DIVARIO TRA NORD E SUD: UNA QUESTIONE SOCIALE
Si crede che il divario territoriale tra Nord e Sud sia solo questione economica, di differenziale di reddito.
Meno diffusa la consapevolezza che, per rendere di pronta attuazione le opportunità di sviluppo, si deve investire anche sulle relazioni umane.
L’annosa questione meridionale è questione sociale, di nuove povertà, di diversi bisogni, di frammentazione del tessuto civile.
L’investimento da fare per uno sviluppo di stabilità e durata riguarda anzitutto il sociale, il contenimento dei livelli di abbandono e dispersione scolastici, la crescita delle opportunità occupazionali, il recupero infrastrutturale e la valorizzazione dei territori.
Questo vale soprattutto per la Calabria, terra ricca di potenziale inespresso e risorse non sfruttate, che basterebbero a restituire alla Regione un ruolo da protagonista.
Gioca un ruolo decisivo, insomma, il recupero della coesione sociale, che non è solo senso di appartenenza a una comunità, ma è azione di solidarietà diretta ad abbattere barriere e disparità sociali di natura culturale, etnica, genere o economica. Il problema di uno deve essere il problema di tutti.
In questa direzione, importante è il contributo dato dal terzo settore e del mondo del volontariato, dell’associazionismo, della cooperazione sociale e in generale del no profit, portatore di buone pratiche nel territorio, di inclusione e sussidiarietà.
Ma non basta.
Per il benessere collettivo serve, tra l’altro,
– un maggiore investimento in azione nel settore scuola, a partire da quella dell’obbligo, e nei servizi sociali;
– intervenire sul buon funzionamento della giustizia;
– dare sostegno alle attività produttive con interventi puntuali e selettivi.

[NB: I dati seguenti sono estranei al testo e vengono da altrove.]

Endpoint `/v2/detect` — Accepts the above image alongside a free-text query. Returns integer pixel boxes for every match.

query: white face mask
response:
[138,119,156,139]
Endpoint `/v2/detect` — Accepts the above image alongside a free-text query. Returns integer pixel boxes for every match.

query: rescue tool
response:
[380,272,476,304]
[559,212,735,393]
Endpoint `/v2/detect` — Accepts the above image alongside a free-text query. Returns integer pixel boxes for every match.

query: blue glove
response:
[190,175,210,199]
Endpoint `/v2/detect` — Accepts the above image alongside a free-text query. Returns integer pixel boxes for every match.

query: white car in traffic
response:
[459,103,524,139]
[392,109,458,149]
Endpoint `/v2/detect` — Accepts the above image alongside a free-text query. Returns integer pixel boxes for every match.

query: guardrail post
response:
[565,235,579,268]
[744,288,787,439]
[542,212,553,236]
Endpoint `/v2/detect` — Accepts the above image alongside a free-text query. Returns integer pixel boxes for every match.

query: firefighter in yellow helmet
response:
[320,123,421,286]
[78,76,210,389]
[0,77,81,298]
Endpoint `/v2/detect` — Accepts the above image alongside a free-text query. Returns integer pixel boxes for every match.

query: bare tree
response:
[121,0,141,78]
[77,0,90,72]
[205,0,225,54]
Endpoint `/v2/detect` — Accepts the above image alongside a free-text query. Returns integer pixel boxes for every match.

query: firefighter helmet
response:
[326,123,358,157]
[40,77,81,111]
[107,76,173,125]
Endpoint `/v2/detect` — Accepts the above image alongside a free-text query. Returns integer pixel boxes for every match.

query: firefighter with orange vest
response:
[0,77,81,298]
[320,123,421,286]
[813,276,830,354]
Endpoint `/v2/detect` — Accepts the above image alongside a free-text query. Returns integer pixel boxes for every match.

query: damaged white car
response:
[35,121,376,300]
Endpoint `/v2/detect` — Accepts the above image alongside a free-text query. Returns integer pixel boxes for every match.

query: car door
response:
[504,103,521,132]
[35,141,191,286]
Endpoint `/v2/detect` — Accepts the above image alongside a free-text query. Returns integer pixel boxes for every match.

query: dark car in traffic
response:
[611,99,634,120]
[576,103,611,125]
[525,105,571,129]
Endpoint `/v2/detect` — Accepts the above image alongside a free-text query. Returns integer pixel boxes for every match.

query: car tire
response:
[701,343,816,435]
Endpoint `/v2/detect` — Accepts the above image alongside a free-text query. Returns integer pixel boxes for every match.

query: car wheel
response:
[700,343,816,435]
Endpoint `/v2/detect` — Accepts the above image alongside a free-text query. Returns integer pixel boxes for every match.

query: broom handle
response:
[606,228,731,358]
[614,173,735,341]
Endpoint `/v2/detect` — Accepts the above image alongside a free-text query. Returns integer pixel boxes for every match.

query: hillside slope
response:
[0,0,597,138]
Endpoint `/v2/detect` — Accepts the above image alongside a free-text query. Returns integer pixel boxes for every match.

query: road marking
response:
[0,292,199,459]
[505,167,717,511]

Ma il settore che necessita maggiore attenzione è la coesione sanitaria. Il settore è profondamente disgregato.
È noto che la sanità, in Calabria, è afflitta da un commissariamento ormai quasi istituzionale, senza che sia mai stato possibile ridurre il debito, nonostante i tagli lineari dei servizi, dalle visite specialistiche alle assunzioni, dalle ambulanze alla medicina territoriale.
La disgregazione è emersa in maniera ancora più forte con la gestione della pandemia, con terapie intensive sottodimensionate e sotto-organizzate sia per strumentazione che per personale.
Ultimo scoglio, la somministrazione dei vaccini, entrata a regime solo con l’intervento dell’esercito.
Per curare il male della sanità in Calabria, bisogna procedere con
– la restituzione delle indennità ai medici che prestano la loro opera professionale sulle ambulanze,
– lo sblocco delle assunzioni prima per i reparti e le branche specialistiche più urgenti come anestesia e rianimazione e malattie infettive per poi coprire anche i posti rimasti vacanti a causa del blocco del ricambio generazionale negli ospedali senza assunzioni che andassero a coprire i pensionamenti,
– la ripartenza dell’edilizia sanitaria almeno per i cantieri rimasti incompiuti.
Per il ritorno a una sanità vicina al cittadino, più equa e quindi più coesa, che non consenta discriminazioni tra chi ha le possibilità economiche per curarsi fuori Regione e chi, rimanendo in Calabria, riesce a ottenere un servizio qualitativamente adeguato soltanto per strade non istituzionali.
Non va dimenticata neppure l’utilità della libera iniziativa economica privata in materia sanitaria.
Occorre ripartire dalle responsabilità e dall’amore per il territorio. È imprescindibile e doveroso.